Local Storage Donation.
=======================

Local storage may be donated either thin provisioned as files in 
the O/S or on selected O/S combinations as a raw block addressable
device. Donating and sharing local storage has the following effects:

   - Increased system-wide data fragment redundancy.
   - Decreased local data access due to effective local 
     cached fragments.

Once storage has been initialised and populated, it can easily 
be moved to a new host. Fragemnts will be discovered automatically in
time as needed, or they will expire and be purged by the agent during
a periodic storage vacuum.

Autonomous Agent Controls.
==========================

Controlling redudancy, servicing requests for data and chunks, 
optimising location and access, migrating and replicating chunks 
is the job of the peer agents. dSys-II is easily classified as a
"Multi-Agent System". Agents used in the system must fulfill the
basic storage request and management functions as required, but 
the logic behind the agents actions and goals is deliberately
left as an experimental platform for further work. A number of 
rudimentary agent examples currently exist in dSys-II.

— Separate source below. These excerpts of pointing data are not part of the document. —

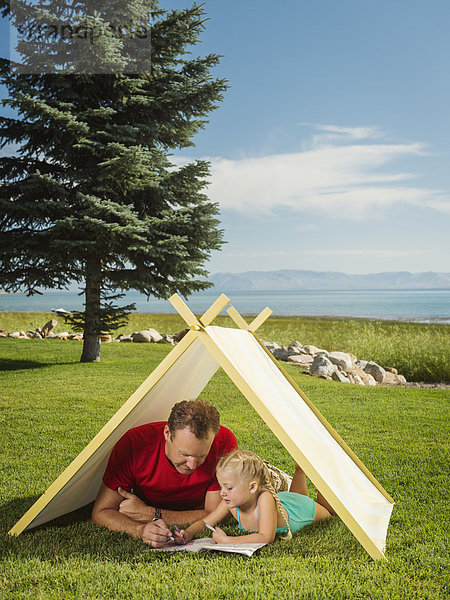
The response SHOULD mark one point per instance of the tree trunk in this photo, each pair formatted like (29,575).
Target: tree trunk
(92,326)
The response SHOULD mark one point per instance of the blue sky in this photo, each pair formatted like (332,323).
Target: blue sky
(331,148)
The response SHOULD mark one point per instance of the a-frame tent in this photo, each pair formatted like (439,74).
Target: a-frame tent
(353,492)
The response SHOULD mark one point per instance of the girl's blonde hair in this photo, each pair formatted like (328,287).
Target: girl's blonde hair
(249,467)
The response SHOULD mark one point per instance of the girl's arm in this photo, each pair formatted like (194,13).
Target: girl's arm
(217,515)
(267,526)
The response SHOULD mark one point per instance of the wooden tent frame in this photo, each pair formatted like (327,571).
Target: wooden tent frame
(198,331)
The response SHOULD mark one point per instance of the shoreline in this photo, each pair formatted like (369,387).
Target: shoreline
(411,320)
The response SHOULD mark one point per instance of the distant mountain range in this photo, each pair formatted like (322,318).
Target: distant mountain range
(289,279)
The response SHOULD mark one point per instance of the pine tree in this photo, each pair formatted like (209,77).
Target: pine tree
(91,195)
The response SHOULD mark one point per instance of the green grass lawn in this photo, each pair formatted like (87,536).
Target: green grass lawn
(52,406)
(420,352)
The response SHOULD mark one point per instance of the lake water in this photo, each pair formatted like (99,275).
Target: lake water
(410,305)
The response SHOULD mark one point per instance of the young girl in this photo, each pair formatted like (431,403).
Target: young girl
(249,496)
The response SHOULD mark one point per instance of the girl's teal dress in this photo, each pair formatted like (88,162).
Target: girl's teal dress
(300,509)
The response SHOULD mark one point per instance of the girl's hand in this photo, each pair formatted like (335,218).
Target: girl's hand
(220,537)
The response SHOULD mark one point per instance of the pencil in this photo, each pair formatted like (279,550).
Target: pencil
(182,537)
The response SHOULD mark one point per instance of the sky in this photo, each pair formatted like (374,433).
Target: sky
(330,150)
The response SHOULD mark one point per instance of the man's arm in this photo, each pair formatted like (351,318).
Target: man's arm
(126,512)
(133,507)
(106,512)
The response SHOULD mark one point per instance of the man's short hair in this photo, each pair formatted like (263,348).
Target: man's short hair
(199,417)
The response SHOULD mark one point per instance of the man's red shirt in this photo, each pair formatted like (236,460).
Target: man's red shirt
(138,462)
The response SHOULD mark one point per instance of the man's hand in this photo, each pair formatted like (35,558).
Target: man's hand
(220,537)
(156,533)
(133,507)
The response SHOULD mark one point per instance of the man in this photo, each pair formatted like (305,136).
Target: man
(162,473)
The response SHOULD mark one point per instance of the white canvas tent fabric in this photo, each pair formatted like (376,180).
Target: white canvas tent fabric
(357,498)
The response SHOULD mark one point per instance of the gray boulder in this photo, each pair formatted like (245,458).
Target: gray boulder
(322,366)
(340,376)
(148,335)
(341,360)
(301,359)
(377,372)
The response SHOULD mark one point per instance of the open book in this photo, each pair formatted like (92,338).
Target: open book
(203,544)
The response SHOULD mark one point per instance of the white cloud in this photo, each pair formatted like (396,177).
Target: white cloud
(351,181)
(380,253)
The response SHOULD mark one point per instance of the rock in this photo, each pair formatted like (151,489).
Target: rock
(313,350)
(271,346)
(157,337)
(377,372)
(341,360)
(75,336)
(371,380)
(49,327)
(393,379)
(295,349)
(391,370)
(297,344)
(340,376)
(64,335)
(357,372)
(34,335)
(148,335)
(355,378)
(282,353)
(322,366)
(300,359)
(180,335)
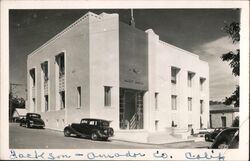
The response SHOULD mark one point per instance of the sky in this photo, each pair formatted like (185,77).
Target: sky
(196,30)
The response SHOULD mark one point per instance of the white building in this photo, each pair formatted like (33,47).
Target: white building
(99,67)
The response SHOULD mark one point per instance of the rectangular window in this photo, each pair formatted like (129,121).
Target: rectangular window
(201,106)
(189,80)
(79,97)
(156,125)
(61,64)
(33,77)
(107,96)
(62,99)
(34,103)
(202,80)
(156,100)
(44,66)
(224,121)
(174,72)
(174,102)
(46,100)
(189,104)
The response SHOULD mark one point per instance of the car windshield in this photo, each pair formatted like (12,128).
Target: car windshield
(105,123)
(34,115)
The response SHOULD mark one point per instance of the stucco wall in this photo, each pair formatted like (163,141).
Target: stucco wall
(164,57)
(104,67)
(217,122)
(133,58)
(73,41)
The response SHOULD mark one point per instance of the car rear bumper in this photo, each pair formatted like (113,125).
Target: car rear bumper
(37,125)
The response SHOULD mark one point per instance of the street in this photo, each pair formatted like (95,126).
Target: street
(29,138)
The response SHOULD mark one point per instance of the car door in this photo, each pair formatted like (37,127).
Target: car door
(83,126)
(91,125)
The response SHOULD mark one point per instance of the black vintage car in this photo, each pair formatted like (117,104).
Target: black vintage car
(93,128)
(227,139)
(32,120)
(211,135)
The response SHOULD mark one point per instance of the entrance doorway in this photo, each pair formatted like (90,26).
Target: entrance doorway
(131,109)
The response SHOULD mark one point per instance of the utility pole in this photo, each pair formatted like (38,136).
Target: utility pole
(14,85)
(132,20)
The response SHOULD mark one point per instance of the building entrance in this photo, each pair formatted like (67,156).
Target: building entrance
(131,109)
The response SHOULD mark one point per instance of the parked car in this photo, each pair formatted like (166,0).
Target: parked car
(93,128)
(228,138)
(211,135)
(32,120)
(201,132)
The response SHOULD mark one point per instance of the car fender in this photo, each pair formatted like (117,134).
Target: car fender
(97,132)
(73,131)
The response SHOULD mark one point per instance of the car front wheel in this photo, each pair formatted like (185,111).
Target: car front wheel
(94,136)
(28,125)
(67,132)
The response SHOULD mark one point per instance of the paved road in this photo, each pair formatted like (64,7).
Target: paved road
(28,138)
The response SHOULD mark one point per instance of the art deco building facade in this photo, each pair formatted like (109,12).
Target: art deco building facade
(99,67)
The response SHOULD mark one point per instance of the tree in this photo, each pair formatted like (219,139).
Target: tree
(14,102)
(233,57)
(236,122)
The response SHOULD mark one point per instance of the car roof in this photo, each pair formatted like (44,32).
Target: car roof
(33,114)
(94,119)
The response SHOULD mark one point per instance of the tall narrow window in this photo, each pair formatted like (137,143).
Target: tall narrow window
(190,78)
(189,104)
(107,96)
(202,80)
(174,102)
(33,77)
(156,101)
(62,99)
(79,96)
(46,100)
(201,106)
(61,64)
(34,103)
(44,66)
(174,72)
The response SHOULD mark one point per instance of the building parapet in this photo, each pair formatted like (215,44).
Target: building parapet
(65,30)
(182,50)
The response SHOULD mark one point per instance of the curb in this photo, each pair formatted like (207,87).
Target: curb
(145,143)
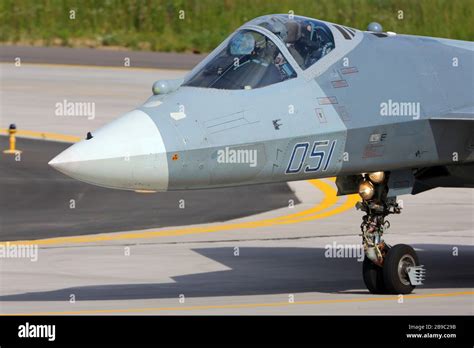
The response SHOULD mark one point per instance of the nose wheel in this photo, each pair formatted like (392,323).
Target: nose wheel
(386,269)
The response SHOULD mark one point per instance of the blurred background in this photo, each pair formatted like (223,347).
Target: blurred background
(200,25)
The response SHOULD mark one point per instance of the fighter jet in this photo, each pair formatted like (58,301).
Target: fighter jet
(289,98)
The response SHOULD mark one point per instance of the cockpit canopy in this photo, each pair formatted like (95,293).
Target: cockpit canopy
(308,40)
(251,60)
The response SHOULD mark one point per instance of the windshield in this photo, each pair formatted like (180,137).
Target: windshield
(250,60)
(308,40)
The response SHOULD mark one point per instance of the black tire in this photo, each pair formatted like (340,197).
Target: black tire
(395,279)
(373,277)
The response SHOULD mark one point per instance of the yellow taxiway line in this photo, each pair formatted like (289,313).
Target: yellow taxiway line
(43,135)
(321,210)
(248,305)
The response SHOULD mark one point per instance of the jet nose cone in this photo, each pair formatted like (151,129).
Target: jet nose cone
(128,153)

  - Greedy: Greedy attempts to fill all storage possible with
    as many redundant copies and versions as possible for 
    maximum data redundancy. This encourages a great deal of 
    time spent by the reap and termination process Arnie.
  - Scrooge: Scrooge is the opposite of Greedy where it attempts
    to find the minimum number of fragments and chunks necessary
    to satisfy minimum fragment redundancy and maximise available
    space.
  - Gonzales: Speedy Gonzales is a modification of scrooge where
    it will additionally look at access rates of fragments and 
    attempt to broker storage on the nodes which access them 
    more frequently to minimise network overheads. Speedy is 
    unique in that it will try to "guess" fragment access 
    frequency by the number of times it has requests from another
    external agent. It unlike Greedy and Scrooge will attempt to
    replicate fragments that it does not control and hope that
    the remote agent is sufficiently functional to retreive the 
    pushed local fragment rather than interrogate the network.
  - Arnie: The Terminator is a special agent which attempts to
    reap and purge fragments periodically that have expired 
    beyond their TTL, or have a fragment redundancy greatly
    above the reference count high-water mark. Note: Greedy 
    and Arnie do not get along well.
  - Lazy: Lazy is a fuzz tester that places fragments and 
    chunks "where ever" .. without a care. Lazy does not always
    update reference counters correctly and this can deliberately
    create problems for the other agents to notice, hunt down and
    correct. This is a modernised version of the out-dated "Slob"
    agent. Lazy will occasionally also forget to service remote
    requests for fragments which is great for redundancy and 
    roll-back testing.
  - Slob: Slob is a local-only agent version of lazy. It will 
    often attempt to break reference count integrity and 'forget'
    to send fragments to other hosts. This can cause mayhem if
    fragments are requested next by another remote agent and it 
    is only able to retreive the fragment from Slob.
  - OrderlyDave: Dave does everything by the book. He is slow,
    pain-stakingly-slow. Everything must be done, synchronised,
    and all fragments quiesced before it will return from the 
    IOP. This is a newer version of LocalFreak.
  - CaveDiver: This agent pokes around the agents it can find 
    attempting to spot fragments which have been migrated, and 
    update the chunk data by giving it to Betty. 
    CaveDiver also has hooks into local Arnie instances for 
    spotted problems and Betty. CaveDiver is an updated version
    of the obsolete SaltMiner agent.
  - NurseBetty: Betty attempts to locate and fix missing chunk
    fragment lists. CaveDiver notifies her when something has 
    been found and Betty is also able to tell CaveDiver and the
    older SaltMiner to spelunk for missing fragments.
  - GOM: GOM acknowledges all requests and ignores them completely. 
    This works well in combination with Lazy and Orderly when fuzz
    testing.

General Features.
=================

Redundancy:
  - Fragments are stored on multiple hosts in case a host is 
    unavailable.
  - Fragments may be fetched sequentially and speculatively from 
    multiple agents.
  - Fragments may be migrated to different hosts to satisfy 

Multiple Versions:
  - Multiple versions of fragments exist in the system. This 
    can allow some types of failure or data access to roll 
    back to an earlier version of a chunk.

Highly Resiliant Storage:
  - It is extremely difficult to compromise data integrity.
  - Self healing via SaltMiner and NurseBetty.
  - Roll back to an older version if a catastrophic data error
    occurs.

Storage Performance:
  - Performance of the system is quite high and performance approaching
    91% of wire speeds has been observed in purely decentralised  
    benchmarks, and higher than wire speed where local caching is
    allowed to be used.